The last tool we will need is how to gain information about the characteristic polynomial of $T$ from the characteristic polynomial of $T_W$. Cyclic subspaces are useful in this sense because the characteristic polynomial of the restriction of a linear operator $T$ to a cyclic subspace can be computed. In fact, if $T$ is a linear operator on a finite-dimensional vector space $V$, then if $W$ is the $T$ cyclic subspace of $V$ generated by a nonzero $v\in V$, and letting $k=\textrm{dim}(W)$, then we have that:

  1. $\{v,T(v),T^2(v),\dots,T^{k-1}(v)\}$ is a basis for $W$
  2. If $a_0v+a_1T(v)+\cdots+a_{k-1}T^{k-1}(v)+T^k(v)=0$, then the characteristic polynomial of $T_W$ is $f(t)=(-1)^k(a_0+a_1t+\cdots+a_{k-1}t^{k-1}+t^k)$

I will omit the proof for the above theorem unless requested, since the main goal is the proof of the Cayley-Hamilton Theorem, which states that:

Let $T$ be a linear operator on a finite-dimensional vector space $V$, and let $f(t)$ be the characteristic polynomial of $T$. Then $f(T)=T_0$, the zero transformation.
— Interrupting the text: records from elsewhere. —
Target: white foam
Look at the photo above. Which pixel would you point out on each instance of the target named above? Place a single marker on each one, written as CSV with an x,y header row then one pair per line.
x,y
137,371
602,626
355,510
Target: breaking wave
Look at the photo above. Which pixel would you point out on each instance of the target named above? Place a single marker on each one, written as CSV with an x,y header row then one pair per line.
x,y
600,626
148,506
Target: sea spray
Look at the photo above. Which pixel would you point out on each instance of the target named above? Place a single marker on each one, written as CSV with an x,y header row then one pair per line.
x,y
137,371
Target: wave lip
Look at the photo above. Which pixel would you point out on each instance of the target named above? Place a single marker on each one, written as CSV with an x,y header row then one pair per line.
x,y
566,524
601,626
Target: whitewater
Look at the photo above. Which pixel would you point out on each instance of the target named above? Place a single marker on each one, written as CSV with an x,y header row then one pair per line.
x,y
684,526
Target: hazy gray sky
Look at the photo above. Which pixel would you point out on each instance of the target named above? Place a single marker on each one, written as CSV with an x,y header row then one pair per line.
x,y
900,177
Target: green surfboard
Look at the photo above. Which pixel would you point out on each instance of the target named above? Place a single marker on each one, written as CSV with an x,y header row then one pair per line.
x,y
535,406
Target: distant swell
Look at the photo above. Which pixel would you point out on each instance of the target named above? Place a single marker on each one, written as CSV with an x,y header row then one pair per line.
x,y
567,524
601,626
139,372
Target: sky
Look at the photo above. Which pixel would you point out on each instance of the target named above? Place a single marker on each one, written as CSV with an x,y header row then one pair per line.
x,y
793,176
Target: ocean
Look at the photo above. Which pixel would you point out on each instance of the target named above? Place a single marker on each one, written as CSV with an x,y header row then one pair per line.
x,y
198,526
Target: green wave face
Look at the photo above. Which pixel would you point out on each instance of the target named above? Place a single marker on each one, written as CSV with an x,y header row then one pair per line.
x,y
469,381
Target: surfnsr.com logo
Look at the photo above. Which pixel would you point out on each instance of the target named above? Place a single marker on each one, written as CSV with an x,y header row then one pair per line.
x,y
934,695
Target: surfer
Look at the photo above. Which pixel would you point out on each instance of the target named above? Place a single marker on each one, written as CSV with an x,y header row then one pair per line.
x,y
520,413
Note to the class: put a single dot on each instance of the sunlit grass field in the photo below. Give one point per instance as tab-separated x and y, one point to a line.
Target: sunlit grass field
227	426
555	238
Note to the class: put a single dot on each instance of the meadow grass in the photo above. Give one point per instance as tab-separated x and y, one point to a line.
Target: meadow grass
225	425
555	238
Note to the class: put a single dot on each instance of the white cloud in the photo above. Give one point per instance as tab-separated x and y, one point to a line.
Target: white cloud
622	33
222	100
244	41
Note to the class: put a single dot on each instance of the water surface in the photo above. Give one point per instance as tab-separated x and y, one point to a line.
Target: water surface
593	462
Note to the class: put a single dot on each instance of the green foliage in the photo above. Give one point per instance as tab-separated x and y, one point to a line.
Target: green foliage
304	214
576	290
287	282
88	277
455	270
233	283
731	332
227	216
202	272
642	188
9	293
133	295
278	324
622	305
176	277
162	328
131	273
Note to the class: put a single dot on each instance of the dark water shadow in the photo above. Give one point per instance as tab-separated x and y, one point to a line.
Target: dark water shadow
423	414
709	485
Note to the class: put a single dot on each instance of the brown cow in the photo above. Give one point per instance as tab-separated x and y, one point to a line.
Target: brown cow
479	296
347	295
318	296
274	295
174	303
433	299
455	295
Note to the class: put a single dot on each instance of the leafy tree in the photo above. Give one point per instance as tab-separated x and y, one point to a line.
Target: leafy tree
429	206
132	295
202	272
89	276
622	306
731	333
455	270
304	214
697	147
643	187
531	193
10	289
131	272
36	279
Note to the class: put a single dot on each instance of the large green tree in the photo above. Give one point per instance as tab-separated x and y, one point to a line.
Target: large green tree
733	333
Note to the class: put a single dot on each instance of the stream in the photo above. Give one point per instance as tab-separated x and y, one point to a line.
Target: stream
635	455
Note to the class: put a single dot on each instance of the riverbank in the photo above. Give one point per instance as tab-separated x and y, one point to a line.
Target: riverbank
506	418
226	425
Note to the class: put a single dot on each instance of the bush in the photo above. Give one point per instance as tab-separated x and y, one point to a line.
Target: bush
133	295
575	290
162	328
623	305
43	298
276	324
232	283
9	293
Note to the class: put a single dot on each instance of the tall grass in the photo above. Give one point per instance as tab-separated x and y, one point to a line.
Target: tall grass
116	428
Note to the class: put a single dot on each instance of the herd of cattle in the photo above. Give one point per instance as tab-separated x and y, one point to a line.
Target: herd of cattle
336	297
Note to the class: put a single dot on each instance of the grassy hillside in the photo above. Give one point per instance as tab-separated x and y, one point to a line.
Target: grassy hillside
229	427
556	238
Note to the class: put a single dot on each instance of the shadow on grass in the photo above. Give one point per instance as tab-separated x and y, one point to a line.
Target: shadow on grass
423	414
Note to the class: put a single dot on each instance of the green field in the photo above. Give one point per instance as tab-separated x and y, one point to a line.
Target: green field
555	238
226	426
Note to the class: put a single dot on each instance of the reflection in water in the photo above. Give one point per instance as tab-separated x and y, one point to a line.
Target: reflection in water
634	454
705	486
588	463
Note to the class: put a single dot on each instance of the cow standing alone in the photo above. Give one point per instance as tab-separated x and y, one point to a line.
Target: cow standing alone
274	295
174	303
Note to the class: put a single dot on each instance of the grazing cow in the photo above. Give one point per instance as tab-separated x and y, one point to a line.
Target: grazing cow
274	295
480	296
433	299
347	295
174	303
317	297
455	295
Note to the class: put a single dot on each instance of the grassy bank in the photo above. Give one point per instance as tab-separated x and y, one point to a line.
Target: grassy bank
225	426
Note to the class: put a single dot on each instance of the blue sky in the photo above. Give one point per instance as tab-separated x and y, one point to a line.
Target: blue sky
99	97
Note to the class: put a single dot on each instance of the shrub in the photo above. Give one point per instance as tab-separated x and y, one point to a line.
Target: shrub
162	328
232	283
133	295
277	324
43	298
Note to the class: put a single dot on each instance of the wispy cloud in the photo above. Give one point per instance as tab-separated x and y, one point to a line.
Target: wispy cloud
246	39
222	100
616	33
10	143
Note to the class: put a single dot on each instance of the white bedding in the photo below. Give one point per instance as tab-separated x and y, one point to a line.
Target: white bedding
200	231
That is, $T$, "satisfies" its characteristic equation.

Proof: To show that $f(T)(v)=0$ for all $v\in V$. If $v=0$, we are done since $f(T)$ is linear, so suppose $v\neq 0$, and let $W$ be the $T$-cyclic subspace generated by $v$ with dimension $k$. By the theorem above, there exist scalars $a_0,\dots,a_{k-1}$ such that $$a_0v+a_1T(v)+\cdots+a_{k-1}T^{k-1}(v)+T^k(v)=0 $$ and the characteristic polynomial for $T_W$ is: $$ g(t)=(-1)^k(a_0+a_1t+\cdots+a_{k-1}t^{k-1}+t^k)$$ Combining these two inequalities yields: $$g(T)(v)=(-1)^k(a_0I+a_1T+\cdots+a_{k-1}T^{k-1}+T^k)(v)=0 $$ We know that this polynomial divides the characteristic polynomial of $T$, $f(t)$, thus there exists a polynomial $q(t)$ such that $f(t)=q(t)g(t)$, so: $$ f(T)(v)=q(T)g(T)(v)=q(T)(g(T)(v))=q(T)(0)=0$$ The Cayley-Hamilton Theorem for Matrices is then a corollary to the Cayley-Hamilton Theorem stated above.